Outubro foi um mês eleitoral intenso na América Latina, com as presidenciais e legislativas da Bolívia, Brasil e Uruguai. Ninguém duvidava, à partida, que os resultados das eleições, com natural destaque para o Brasil, assumiriam uma enorme importância, não apenas no que toca o plano interno dos processos em curso nos três países sul-americanos, mas também a correlação de forças na América Latina e a situação no mundo.

Por Luís Carapinha*, para o Jornal Avante

Bandeira do Uruguai - Reprodução

A rede mediática global subordinada ao grande capital financeiro rendeu-se à inevitabilidade de mais uma vitória das forças progressistas e revolucionárias da Bolívia (e muito provavelmente da Frente Ampla no Uruguai), praticamente ignorando os dois países, e centrou a fúria manipuladora nas eleições brasileiras. A parada era alta e o imperialismo e a grande burguesia não esconderam a aposta em tirar revanche e derrotar a candidatura da presidente Dilma Rousseff, apoiada pelo PT, PCdoB e outras forças de esquerda do Brasil.

Desiderato que contou com a confluência e cruzamento de expressões de oportunismo de distintos matizes e proveniências. Com a crise estrutural do capitalismo a não dar sinais de tréguas, em Washington e São Paulo há muito que se vinha preparando a estocada para pôr termo ao difícil processo de mudança iniciado há 12 anos no colosso sul-americano. O apetecido regresso do “seu a seu dono”, da grande burguesia serventuária ao Palácio do Planalto, foi abertamente assumido como condição necessária para a correção do curso do Brasil em organizações como a Unasul, Mercosul, Celac e BRICS, fonte de constante dor de cabeça para os EUA, e o seu realinhamento com o imperialismo.

É pois importante sublinhar a importância da nova derrota da direita e da reação internacional na América Latina. Saudar a reeleição do primeiro presidente índio, Evo Morales, e a vitória do MAS e realçar o significado do processo de Revolução Democrática e Cultural em curso na Bolívia, cujo aprofundamento constituiu um desafio aos axiomas do neoliberalismo e tentativas de sua recauchutagem, e fator de inspiração para a luta dos trabalhadores e povos.
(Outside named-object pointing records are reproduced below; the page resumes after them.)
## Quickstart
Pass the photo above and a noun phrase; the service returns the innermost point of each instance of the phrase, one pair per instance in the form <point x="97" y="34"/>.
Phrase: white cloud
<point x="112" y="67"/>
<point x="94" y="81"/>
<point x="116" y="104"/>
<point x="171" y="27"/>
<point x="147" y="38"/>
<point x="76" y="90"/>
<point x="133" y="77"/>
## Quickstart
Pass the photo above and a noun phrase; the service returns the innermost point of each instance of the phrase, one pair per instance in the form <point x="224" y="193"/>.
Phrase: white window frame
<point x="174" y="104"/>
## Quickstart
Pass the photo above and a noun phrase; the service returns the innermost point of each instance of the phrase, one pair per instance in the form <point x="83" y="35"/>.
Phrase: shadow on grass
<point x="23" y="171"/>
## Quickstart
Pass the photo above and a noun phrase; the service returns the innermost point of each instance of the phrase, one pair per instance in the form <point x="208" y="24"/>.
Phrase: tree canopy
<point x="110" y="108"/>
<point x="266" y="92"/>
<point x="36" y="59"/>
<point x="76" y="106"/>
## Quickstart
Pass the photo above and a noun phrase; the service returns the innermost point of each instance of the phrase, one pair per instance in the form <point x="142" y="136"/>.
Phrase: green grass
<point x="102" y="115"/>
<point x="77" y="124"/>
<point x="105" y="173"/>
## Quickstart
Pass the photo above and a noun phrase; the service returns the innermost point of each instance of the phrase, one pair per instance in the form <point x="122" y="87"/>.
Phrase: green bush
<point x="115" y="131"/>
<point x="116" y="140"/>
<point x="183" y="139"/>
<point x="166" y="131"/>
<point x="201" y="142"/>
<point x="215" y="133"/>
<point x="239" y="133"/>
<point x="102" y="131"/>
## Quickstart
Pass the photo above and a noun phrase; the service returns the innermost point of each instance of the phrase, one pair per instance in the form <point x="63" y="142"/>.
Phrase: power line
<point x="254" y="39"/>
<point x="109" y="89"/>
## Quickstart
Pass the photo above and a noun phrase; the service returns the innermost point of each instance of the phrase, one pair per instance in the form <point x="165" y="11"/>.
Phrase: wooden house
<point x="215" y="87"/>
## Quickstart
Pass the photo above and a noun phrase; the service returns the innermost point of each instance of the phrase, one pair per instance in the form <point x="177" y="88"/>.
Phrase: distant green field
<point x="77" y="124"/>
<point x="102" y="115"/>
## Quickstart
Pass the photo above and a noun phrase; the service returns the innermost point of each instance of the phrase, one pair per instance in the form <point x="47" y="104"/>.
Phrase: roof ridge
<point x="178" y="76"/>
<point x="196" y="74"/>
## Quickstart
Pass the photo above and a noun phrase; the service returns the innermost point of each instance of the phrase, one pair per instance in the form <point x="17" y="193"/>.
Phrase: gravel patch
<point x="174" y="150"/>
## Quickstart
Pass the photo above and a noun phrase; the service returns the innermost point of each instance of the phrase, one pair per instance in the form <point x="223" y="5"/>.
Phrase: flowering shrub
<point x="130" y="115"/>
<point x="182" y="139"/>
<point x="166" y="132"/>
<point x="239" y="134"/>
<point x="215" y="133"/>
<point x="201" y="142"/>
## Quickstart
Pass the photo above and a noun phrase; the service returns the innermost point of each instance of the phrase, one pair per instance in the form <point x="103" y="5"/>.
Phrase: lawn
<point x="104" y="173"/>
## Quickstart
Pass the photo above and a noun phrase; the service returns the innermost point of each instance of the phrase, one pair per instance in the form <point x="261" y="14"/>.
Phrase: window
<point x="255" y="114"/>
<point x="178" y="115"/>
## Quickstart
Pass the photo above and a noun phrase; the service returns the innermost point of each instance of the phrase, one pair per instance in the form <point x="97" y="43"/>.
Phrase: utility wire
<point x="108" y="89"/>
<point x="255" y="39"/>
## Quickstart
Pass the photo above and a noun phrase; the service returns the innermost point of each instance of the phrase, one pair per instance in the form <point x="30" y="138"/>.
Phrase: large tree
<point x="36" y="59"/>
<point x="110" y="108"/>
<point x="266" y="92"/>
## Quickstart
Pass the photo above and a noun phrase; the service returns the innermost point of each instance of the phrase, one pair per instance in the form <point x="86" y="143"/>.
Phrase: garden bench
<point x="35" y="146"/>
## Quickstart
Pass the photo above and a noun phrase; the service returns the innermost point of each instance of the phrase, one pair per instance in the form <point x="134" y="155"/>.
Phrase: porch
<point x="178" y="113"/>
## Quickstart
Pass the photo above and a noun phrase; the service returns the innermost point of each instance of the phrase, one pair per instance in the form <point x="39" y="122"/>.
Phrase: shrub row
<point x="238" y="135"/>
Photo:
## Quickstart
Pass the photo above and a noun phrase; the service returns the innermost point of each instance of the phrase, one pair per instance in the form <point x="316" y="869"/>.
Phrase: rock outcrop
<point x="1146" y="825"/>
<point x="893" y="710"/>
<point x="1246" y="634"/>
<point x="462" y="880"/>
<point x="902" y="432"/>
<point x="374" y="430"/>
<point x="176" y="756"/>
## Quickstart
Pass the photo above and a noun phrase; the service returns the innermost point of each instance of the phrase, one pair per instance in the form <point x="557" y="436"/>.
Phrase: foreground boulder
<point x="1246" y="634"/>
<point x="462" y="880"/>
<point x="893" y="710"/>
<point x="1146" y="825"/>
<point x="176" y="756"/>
Saudar o triunfo suado e precioso de Dilma Rousseff no Brasil, sem perder de vista as contingências, entraves e perigos evidenciados pela complexa correlação de forças interna. Saudar a vitória das forças da Frente Ampla no Uruguai, em que participam os comunistas uruguaios, cujos resultados abrem boas perspectivas à vitória de Tabaré Vásquez na segunda volta das eleições presidenciais, a 30 de novembro, prosseguindo o processo de mudanças uruguaio.

De Havana, Caracas e Quito, entre outras capitais latino-americanas, chegam mensagens de satisfação com os resultados obtidos. De um modo geral é ressalvado o significado destas eleições para os processos de integração latino-americana, e o seu sentido anti-imperialista. Resultados também importantes tendo em conta o próximo calendário eleitoral na região, nomeadamente, as legislativas na Venezuela, previstas para o final de 2015, sabendo-se que os EUA e os setores mais obscuros da oligarquia estão profundamente comprometidos com o objetivo de aniquilar a Revolução Bolivariana.
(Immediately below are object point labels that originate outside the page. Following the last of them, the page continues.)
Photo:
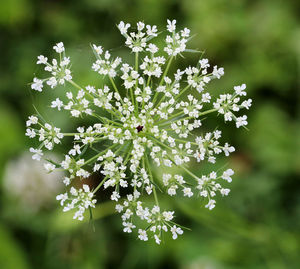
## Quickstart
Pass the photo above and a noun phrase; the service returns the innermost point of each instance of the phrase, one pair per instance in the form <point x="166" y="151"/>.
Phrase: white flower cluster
<point x="148" y="119"/>
<point x="77" y="199"/>
<point x="59" y="71"/>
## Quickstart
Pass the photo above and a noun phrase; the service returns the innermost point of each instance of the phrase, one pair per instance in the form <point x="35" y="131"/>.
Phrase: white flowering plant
<point x="151" y="119"/>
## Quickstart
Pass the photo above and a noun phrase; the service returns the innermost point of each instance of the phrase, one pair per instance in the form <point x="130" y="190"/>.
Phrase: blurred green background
<point x="257" y="226"/>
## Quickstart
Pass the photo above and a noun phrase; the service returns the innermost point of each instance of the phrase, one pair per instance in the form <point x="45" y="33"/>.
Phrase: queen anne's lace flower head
<point x="148" y="118"/>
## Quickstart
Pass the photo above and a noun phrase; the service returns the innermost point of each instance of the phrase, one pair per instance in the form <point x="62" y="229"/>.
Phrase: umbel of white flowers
<point x="150" y="117"/>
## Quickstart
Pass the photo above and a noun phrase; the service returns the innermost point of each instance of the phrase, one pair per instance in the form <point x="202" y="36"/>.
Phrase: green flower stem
<point x="151" y="176"/>
<point x="115" y="88"/>
<point x="99" y="154"/>
<point x="182" y="92"/>
<point x="100" y="184"/>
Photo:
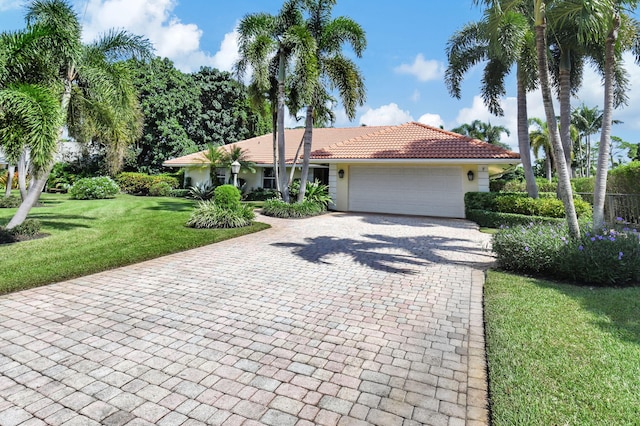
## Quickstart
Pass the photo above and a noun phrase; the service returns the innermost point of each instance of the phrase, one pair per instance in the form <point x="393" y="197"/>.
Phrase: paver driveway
<point x="339" y="319"/>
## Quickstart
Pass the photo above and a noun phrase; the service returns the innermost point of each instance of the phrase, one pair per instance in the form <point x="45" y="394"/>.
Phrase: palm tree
<point x="90" y="74"/>
<point x="268" y="44"/>
<point x="588" y="121"/>
<point x="335" y="71"/>
<point x="564" y="183"/>
<point x="502" y="38"/>
<point x="484" y="132"/>
<point x="539" y="138"/>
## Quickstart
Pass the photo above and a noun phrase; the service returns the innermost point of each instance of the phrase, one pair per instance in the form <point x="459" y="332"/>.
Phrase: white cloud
<point x="11" y="4"/>
<point x="155" y="20"/>
<point x="422" y="69"/>
<point x="431" y="120"/>
<point x="385" y="115"/>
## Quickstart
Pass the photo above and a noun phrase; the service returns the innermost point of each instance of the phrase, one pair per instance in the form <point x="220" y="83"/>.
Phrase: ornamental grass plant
<point x="607" y="256"/>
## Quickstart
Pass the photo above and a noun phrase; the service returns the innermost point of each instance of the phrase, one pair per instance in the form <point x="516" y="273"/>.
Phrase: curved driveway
<point x="340" y="319"/>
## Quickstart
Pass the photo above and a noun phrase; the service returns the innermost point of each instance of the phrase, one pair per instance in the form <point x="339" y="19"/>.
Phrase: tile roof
<point x="412" y="141"/>
<point x="406" y="141"/>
O regozijo sereno pelas vitórias de outubro na América Latina é inseparável das tarefas de preparação do futuro e desenvolvimento da luta de massas que se colocam às experiências sociais mais avançadas na região, num contexto de grande diversidade de processos e forças protagonistas. Fortalecendo os instrumentos e mecanismos de participação para assegurar melhores condições para governar de encontro aos anseios populares. Cuidando e reforçando a unidade fundamental do campo revolucionário, progressista e anti-imperialista, para continuar a acumulação de forças e aprofundar a senda emancipadora e o avanço popular na América Latina.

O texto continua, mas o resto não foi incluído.